Christopher Barry Morris (born 24 December 1963) is a former professional footballer, who played as a defender for Celtic, Sheffield Wednesday and Middlesbrough, among others. Born in Cornwall, he played for the Republic of Ireland national team at international level.

==Club career==
Morris first began his career in 1982, signing for Sheffield Wednesday under ex-England international, Jack Charlton, in the old Division Two. He won promotion to the First Division with Sheffield in 1984. Morris made seventy-four appearances between 1983 and 1987, scoring one goal along the way. Morris then moved north of the border to Celtic, signing for £125,000 on 10 August 1987. He made his debut in the 4–0 win over Morton, at age 23. Between 1987 and 1992, Morris was Celtic's regular right-back, with 160 appearances and 8 goals.
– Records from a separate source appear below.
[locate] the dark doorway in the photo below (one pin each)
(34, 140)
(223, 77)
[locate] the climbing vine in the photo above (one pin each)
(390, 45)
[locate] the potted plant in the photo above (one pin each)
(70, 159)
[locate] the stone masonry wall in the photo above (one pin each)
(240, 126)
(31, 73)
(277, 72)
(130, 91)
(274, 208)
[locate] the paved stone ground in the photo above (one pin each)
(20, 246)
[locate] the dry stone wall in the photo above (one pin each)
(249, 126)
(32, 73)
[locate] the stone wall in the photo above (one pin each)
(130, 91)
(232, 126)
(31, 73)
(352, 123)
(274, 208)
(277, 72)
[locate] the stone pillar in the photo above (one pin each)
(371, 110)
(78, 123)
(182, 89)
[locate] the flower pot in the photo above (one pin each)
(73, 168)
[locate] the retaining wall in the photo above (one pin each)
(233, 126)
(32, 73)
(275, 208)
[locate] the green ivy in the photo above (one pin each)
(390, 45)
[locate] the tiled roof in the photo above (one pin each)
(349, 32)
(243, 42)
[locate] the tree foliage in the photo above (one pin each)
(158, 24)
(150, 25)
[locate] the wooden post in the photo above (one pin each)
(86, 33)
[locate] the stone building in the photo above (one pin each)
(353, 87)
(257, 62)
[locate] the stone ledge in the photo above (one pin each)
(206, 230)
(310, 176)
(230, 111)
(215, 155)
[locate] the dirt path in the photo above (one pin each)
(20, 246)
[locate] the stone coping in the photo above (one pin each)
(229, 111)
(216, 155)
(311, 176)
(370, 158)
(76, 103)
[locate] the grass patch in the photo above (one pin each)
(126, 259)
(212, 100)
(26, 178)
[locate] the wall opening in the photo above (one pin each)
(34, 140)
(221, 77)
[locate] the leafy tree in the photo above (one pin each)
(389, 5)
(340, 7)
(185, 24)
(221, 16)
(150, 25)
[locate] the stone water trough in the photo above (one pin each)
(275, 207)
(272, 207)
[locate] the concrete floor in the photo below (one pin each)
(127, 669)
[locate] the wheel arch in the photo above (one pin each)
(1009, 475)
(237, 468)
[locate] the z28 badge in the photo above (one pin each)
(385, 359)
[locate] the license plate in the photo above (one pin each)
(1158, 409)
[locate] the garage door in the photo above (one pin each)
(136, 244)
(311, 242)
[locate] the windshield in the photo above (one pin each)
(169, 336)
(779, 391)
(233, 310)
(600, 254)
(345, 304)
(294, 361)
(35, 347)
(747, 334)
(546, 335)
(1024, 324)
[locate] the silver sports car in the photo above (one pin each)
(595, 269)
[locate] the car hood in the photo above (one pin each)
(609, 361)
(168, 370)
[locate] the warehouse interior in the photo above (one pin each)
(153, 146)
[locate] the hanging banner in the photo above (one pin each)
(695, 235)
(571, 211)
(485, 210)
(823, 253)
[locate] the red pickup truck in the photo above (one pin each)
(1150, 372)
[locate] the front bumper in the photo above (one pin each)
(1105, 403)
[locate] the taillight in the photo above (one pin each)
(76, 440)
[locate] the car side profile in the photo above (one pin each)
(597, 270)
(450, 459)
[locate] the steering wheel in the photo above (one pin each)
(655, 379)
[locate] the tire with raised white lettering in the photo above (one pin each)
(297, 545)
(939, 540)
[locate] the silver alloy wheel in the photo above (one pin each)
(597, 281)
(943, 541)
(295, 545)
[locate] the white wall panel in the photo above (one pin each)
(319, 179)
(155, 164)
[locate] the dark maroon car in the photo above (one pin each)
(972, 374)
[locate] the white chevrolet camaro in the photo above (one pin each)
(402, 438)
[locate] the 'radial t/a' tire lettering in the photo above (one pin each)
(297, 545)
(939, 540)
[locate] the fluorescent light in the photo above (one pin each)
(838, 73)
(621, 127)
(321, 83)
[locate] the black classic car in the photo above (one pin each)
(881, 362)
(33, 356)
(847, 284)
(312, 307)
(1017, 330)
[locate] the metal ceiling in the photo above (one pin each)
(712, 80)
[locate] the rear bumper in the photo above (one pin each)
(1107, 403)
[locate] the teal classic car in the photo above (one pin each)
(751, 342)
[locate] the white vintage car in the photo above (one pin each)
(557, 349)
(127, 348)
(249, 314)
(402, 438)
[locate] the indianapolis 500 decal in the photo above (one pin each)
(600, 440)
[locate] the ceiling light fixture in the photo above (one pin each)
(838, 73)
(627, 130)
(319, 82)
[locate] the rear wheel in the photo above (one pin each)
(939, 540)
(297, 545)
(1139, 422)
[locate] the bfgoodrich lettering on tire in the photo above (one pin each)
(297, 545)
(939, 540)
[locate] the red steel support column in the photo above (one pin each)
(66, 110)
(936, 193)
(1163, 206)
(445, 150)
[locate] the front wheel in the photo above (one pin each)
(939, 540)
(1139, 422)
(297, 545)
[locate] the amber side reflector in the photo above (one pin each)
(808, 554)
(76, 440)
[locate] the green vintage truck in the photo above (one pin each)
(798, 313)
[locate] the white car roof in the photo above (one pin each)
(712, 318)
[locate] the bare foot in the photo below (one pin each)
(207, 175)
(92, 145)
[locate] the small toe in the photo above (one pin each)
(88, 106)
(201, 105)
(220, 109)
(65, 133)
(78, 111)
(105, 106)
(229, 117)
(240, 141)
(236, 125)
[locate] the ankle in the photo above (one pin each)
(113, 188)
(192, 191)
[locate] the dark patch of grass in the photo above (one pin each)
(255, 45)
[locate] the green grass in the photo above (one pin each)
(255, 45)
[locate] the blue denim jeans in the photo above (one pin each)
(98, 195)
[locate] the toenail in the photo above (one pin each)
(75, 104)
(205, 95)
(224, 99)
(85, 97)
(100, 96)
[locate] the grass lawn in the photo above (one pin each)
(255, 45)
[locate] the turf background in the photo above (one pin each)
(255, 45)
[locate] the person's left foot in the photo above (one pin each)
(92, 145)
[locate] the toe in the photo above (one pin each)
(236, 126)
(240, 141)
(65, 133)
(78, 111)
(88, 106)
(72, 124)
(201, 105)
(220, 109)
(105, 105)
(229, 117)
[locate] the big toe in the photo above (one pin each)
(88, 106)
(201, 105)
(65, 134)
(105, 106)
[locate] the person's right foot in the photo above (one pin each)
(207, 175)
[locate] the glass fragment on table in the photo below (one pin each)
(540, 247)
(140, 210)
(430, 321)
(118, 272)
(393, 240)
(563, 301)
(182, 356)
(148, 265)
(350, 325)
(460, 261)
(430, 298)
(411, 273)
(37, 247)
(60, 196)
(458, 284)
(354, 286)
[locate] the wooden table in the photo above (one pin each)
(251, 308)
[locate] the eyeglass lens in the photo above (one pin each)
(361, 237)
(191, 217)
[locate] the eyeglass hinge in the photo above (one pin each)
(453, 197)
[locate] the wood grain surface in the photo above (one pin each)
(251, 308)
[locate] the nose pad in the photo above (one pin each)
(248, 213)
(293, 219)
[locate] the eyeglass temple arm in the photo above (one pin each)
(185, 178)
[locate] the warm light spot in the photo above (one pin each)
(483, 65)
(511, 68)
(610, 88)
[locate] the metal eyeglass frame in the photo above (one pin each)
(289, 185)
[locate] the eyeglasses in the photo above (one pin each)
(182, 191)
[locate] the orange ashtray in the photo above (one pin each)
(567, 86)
Morris was the only Celtic player to play in all 55 games of the 1987–88 season, in which Celtic won both the Scottish Premier Division and Scottish Cup. He was on the team for a second Celtic Scottish Cup win in 1989. Morris then moved on to Middlesbrough on 14 August 1992, where he remained for several seasons as a first team regular without ever becoming a crowd favourite. Troubled by an anterior cruciate ligament injury, he retired at the end of the 1996-97 season, when Boro were runners-up in the FA Cup and Football League Cup, but a 3-point deduction for postponing a match at short notice had caused them to be relegated from the Premier League.

==International career==
In 1988, Morris caught the attention of Jack Charlton, who by then was the Republic of Ireland manager. Morris, although born in England, also qualified for Irish citizenship through his Monaghan-born mother. He was called up to play for Ireland and made a promising debut in the 5-0 friendly win against Israel at Dalymount Park on 10 November 1987. Morris was part of the Irish squad for Euro 88, which was the firsr time the Republic of Ireland had ever qualified for a major tournament. Morris played in all three games of the championships, including a 1–0 win over England. Although the Republic were eliminated following a late goal by Wim Kieft in their final group game against Holland, Morris became a household name in Ireland, along with the rest of the team, who were greeted as heroes on their return home.

Morris was also in the squad that qualified for World Cup 1990 in Italy, another major first for the Republic. He played in every game. This time it was a goal from Italy's Salvatore Schillaci that knocked Ireland out of the quarter finals, but it was another high-point for the team, and for Morris.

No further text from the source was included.